Cayman Islands Monetary Authority (CIMA) said that all the entities associated with Binance aren’t registered, licensed, or regulated to operate a crypto exchange “from or within the Cayman Islands“.
The Monetary Authority of Singapore (MAS) is also reviewing the exchange’s application for its local subsidiary, Binance Asia. Worth noting that the country has the toughest cryptocurrency regulations across the world.
However, Binance Asia Services (BAS) is a separate legal entity with backing from Vertex Holdings.
What is Binance doing?
Binance’s CEO CZ has also been a de facto spokesperson for the company. He took to the company’s blog last week reflecting on all the regulatory actions. The blog also highlighted that the exchange has taken many steps to ensure users’ interests, fund safety, and more. He also mentioned that “compliance is a journey” while announcing how the world’s biggest exchange will ensure better regulatory alignment.
Stopping the trading of Stock Tokens
After several countries raising an issue against Stock Tokens, Binance has stopped selling them. For those who don’t know, as the name suggests, Stock Tokens are the digital equivalent of a share for a company, and their value is pegged to the same as well. Unlike traditional stocks however, Stock Tokens allow for fractional ownership.
Not having any headquarters
Binance has always had a decentralized approach. When China banned the exchange in 2017, it quickly moved out to Malta, and currently, it operates in the Cayman Islands. However, even then, it’s difficult to know the headquarters of the company. Binance has a remote employee base as well.
Moreover, Binance also has several entities. For example. it offers Binance.US for the users in the states, which is a separate legal entity.
Doubling its compliance team
Binance’s CZ highlighted that the exchange has increased its international compliance team by 500% in the past year. But, that’s not it, it’s planning to double the team size within this year.
Hiring people with regulatory experience
Another interesting move taken by Binance is that it’s hiring a lot of people who have relevant experience.
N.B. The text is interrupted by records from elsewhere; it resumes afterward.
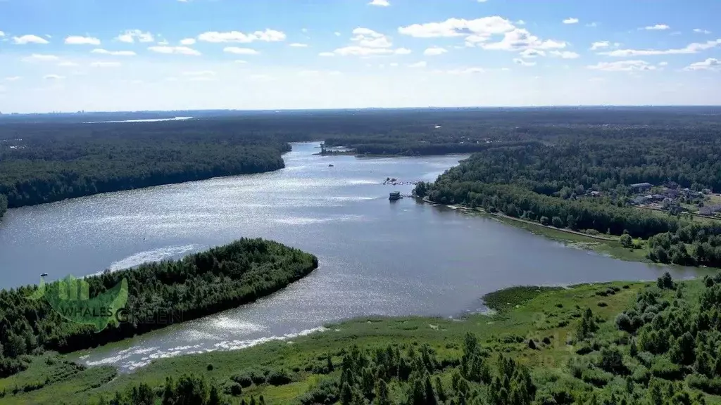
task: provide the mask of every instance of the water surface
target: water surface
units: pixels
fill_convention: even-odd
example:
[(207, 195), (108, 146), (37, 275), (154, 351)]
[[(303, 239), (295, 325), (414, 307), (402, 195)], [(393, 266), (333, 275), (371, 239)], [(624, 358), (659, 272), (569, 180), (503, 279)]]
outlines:
[[(388, 194), (433, 181), (465, 156), (314, 155), (294, 144), (286, 168), (95, 195), (8, 211), (0, 226), (0, 287), (93, 274), (242, 236), (318, 256), (319, 268), (270, 297), (94, 350), (81, 360), (127, 371), (154, 358), (288, 339), (369, 314), (456, 316), (514, 285), (651, 280), (664, 267), (567, 248), (492, 219)], [(333, 166), (329, 166), (332, 164)], [(696, 270), (672, 269), (677, 277)]]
These include former Acting Comptroller of Currency, Brian Brooks, and former California Department of Financial Protection and Innovation Commissioner Manuel Alvarez for Binance.US. It also brought on former Financial Action Task Force officials Rick McDonell and Josée Nadeau along with the former US Senator Max Baucus.
It’s evident that Binance is getting into regulatory crosshairs due to its sheer size. Considering it’s the biggest crypto exchange in the world, more countries will pay attention. The exchange is playing smart by trying to be compliant, having multiple entities, making influential hires, and more. Though, we’ve to see if it’s able to face the regulatory actions from so many countries and financial watchdogs at the same time.